Watching the end of the world go by

Friday, November 4, 2011

A cult in the NBC comedy "Parks and Recreation" took over one of the town's parks for an "end of the world" party in Thursday night's episode, but, of course, had to reserve another day when "Zorp" refused to appear.

A group of scientists is holding its own end of the world party this weekend, but they not expecting an actual cataclysm, only planning to watch one go by.

An asteroid the size of an aircraft carrier will whiz past earth at 30,000 mph, 202,000 miles away -- just inside the orbit of the moon on Tuesday.

The rock, YU55, which swings inside the orbit of Venus and then out near Mars, isn't expected to be a threat for the next century or so.

But if it ever does hit the earth, even Zorp would be impressed.

Jay Melosh of Purdue University said that YU55 would explode like 500 nuclear bombs, trigger a 7.0 magnitude earthquake, and, if it splashed down in the ocean, generate a 70-foot tsunami.

NASA's Nearth Earth Object Program, started in the 1980s, thinks it has detected more than 90 percent of the "planet kiler" asteroids, those bigger than a kilometer in diameter.

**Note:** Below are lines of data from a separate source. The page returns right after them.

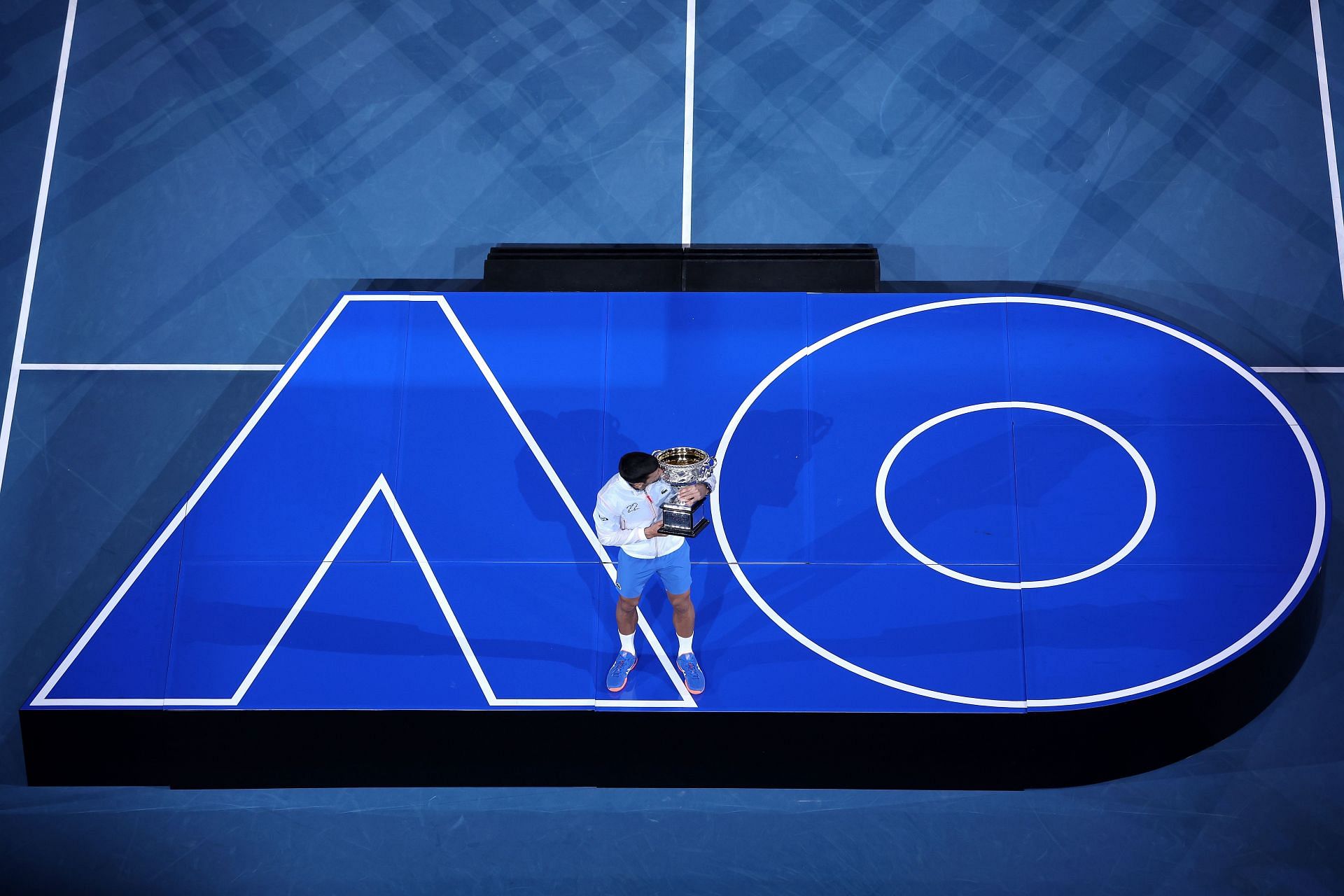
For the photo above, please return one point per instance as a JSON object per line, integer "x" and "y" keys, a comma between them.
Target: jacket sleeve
{"x": 609, "y": 531}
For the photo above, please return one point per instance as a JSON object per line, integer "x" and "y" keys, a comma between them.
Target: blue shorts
{"x": 632, "y": 574}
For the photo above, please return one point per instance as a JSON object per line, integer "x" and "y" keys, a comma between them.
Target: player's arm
{"x": 610, "y": 527}
{"x": 692, "y": 493}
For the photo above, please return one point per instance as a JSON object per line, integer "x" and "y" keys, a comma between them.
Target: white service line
{"x": 151, "y": 367}
{"x": 1329, "y": 133}
{"x": 690, "y": 120}
{"x": 26, "y": 304}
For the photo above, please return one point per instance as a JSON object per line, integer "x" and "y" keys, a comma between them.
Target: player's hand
{"x": 691, "y": 493}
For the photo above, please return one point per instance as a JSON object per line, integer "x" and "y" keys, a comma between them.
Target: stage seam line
{"x": 39, "y": 219}
{"x": 689, "y": 121}
{"x": 1298, "y": 370}
{"x": 277, "y": 387}
{"x": 30, "y": 365}
{"x": 1329, "y": 134}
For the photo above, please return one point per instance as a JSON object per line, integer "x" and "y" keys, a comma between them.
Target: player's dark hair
{"x": 636, "y": 466}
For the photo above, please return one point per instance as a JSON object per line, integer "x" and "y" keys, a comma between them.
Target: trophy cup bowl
{"x": 683, "y": 466}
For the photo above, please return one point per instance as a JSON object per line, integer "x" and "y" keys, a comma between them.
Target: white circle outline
{"x": 1298, "y": 431}
{"x": 1149, "y": 496}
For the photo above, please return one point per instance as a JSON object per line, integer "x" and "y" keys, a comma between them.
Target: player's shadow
{"x": 584, "y": 448}
{"x": 335, "y": 633}
{"x": 781, "y": 442}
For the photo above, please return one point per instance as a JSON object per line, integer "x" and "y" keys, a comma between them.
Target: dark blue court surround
{"x": 926, "y": 504}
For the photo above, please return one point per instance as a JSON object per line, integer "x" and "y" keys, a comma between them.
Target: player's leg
{"x": 631, "y": 577}
{"x": 675, "y": 573}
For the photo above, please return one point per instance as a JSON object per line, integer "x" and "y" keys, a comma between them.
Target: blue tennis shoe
{"x": 620, "y": 672}
{"x": 691, "y": 672}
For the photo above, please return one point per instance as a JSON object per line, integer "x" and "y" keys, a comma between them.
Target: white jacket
{"x": 622, "y": 514}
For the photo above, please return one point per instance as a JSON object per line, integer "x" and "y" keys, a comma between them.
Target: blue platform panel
{"x": 926, "y": 504}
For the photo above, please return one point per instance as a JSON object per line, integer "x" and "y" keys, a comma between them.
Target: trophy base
{"x": 685, "y": 532}
{"x": 685, "y": 520}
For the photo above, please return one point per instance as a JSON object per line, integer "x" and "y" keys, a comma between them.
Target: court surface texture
{"x": 925, "y": 503}
{"x": 188, "y": 188}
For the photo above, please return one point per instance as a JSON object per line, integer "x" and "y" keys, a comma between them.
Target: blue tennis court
{"x": 191, "y": 186}
{"x": 926, "y": 503}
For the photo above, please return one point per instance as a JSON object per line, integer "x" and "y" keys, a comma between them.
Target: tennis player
{"x": 629, "y": 514}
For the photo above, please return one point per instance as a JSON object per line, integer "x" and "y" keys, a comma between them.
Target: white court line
{"x": 150, "y": 367}
{"x": 687, "y": 128}
{"x": 39, "y": 219}
{"x": 1298, "y": 370}
{"x": 42, "y": 697}
{"x": 1329, "y": 133}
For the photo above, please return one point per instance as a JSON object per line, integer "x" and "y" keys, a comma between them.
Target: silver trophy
{"x": 683, "y": 466}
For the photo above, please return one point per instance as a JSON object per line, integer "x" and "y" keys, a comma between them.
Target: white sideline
{"x": 38, "y": 220}
{"x": 1327, "y": 120}
{"x": 689, "y": 121}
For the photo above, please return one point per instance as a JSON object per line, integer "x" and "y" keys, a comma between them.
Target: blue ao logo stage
{"x": 977, "y": 504}
{"x": 1124, "y": 500}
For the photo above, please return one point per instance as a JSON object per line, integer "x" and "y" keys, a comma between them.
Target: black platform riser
{"x": 538, "y": 747}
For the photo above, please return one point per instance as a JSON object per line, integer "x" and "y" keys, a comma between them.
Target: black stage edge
{"x": 538, "y": 747}
{"x": 675, "y": 269}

None of them is expected to hit the Earth anytime soon.

The last big one that did, scientists say, was about seven miles wide, and blew a crater in the Yucatan and wiped out the dinosaurs.

So what if we did see one coming our way?

If there's anything that justifies nuclear weapons and the missiles to deliver them, the job of diverting a "planet killer" fills the bill.

Let's just hope we would have the time, and will, to use them.